Reinaldo Spitaletta, El Espectador, 12/4/2022
Traduit par
Fausto Giudice, Tlaxcala

La première fois que j'ai entendu parler de Betsabé Espinal, la légendaire meneuse ouvrière de la première « grève des demoiselles » en Colombie, c'était peu avant la grève civique nationale du 14 septembre 1977 contre le gouvernement d'Alfonso López Michelsen. Il est apparu dans un dossier avec des couvertures en carton rustique et une pile de feuilles ronéotées.
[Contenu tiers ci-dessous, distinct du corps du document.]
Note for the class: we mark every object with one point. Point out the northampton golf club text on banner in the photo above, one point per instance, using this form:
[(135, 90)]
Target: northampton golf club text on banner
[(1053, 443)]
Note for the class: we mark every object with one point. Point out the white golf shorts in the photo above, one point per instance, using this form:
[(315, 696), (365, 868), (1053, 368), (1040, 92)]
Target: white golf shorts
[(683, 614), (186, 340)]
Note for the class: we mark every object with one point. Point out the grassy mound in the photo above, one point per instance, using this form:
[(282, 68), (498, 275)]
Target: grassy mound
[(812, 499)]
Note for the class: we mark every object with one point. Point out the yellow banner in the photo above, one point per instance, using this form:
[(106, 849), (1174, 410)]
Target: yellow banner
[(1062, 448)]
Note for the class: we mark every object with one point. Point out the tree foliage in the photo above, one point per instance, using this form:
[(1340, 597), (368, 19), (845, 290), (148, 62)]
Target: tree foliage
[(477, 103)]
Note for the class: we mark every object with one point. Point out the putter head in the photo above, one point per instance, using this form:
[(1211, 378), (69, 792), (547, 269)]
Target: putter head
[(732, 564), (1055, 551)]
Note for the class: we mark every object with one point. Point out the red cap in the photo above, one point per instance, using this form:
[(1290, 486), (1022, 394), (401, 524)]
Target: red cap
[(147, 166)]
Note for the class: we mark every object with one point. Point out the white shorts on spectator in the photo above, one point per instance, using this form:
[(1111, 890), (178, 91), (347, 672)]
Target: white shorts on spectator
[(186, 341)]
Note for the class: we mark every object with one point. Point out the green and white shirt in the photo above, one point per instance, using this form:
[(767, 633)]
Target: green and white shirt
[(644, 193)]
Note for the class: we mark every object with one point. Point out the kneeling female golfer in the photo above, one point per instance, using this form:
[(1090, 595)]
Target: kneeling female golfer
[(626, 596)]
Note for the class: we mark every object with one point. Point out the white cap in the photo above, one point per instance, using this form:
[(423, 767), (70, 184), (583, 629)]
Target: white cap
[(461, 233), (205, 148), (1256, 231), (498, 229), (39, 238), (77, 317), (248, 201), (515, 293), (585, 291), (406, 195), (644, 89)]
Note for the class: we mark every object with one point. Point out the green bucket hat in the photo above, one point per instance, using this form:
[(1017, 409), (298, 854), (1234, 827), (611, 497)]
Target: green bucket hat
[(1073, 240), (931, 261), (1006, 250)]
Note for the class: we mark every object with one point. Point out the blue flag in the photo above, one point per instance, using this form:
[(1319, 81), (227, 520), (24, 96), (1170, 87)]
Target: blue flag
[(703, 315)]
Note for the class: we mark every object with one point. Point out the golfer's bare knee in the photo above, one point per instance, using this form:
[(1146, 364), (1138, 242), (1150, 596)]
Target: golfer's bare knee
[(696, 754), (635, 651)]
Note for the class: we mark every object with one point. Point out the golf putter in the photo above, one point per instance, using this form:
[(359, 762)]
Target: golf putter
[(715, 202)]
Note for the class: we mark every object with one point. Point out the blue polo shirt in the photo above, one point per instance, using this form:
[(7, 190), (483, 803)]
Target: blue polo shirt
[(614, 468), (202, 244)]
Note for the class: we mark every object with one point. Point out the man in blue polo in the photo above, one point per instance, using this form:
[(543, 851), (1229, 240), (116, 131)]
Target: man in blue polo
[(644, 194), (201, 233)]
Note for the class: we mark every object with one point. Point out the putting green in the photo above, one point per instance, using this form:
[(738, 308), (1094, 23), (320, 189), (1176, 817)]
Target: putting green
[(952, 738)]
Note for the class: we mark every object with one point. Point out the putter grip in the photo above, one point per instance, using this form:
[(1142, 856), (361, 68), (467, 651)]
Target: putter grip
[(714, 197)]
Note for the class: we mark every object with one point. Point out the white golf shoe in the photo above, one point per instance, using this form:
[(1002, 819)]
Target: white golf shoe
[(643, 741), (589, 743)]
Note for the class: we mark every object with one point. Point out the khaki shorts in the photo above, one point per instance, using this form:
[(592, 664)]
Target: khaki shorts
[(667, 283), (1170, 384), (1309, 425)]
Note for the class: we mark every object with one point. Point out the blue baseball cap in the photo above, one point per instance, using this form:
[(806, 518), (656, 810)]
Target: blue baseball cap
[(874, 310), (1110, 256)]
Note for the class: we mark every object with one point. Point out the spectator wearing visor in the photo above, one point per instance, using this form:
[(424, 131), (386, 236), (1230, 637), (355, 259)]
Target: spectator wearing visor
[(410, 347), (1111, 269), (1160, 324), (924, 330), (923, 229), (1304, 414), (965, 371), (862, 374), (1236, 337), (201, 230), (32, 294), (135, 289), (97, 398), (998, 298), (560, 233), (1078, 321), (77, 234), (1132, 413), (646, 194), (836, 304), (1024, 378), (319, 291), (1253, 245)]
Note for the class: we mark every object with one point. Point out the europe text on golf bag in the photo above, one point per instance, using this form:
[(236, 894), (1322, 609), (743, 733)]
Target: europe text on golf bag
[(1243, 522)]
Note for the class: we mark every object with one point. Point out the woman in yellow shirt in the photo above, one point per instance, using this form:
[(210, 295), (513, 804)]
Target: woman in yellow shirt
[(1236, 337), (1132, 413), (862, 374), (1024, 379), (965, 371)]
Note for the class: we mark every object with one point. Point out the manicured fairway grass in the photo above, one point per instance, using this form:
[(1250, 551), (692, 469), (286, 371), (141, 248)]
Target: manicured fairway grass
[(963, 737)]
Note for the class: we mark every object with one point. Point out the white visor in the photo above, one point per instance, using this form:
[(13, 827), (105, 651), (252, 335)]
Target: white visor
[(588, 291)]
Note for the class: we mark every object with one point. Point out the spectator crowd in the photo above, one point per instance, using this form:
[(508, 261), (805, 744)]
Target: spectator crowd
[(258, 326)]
Sur  la couverture était écrit « Grupo de Estudio Betsabé Espinal ».


Deux ou trois ans plus tard, alors que j'étais encore étudiant en journalisme à l'université d'Antioquia, le collectif José Antonio Galán de Bogotá m'a demandé de réaliser une « enquête sur le mouvement ouvrier en Antioquia ». J'ai mené des entretiens dans les syndicats, avec des dirigeants astucieux de différentes centrales et fédérations syndicales, de toutes les obédiences, des démocrates-chrétiens, conservateurs et libéraux, à des camilistes [partisans du prêtre guérilléro et sociologue Camilo Torres, NdT] et des communistes.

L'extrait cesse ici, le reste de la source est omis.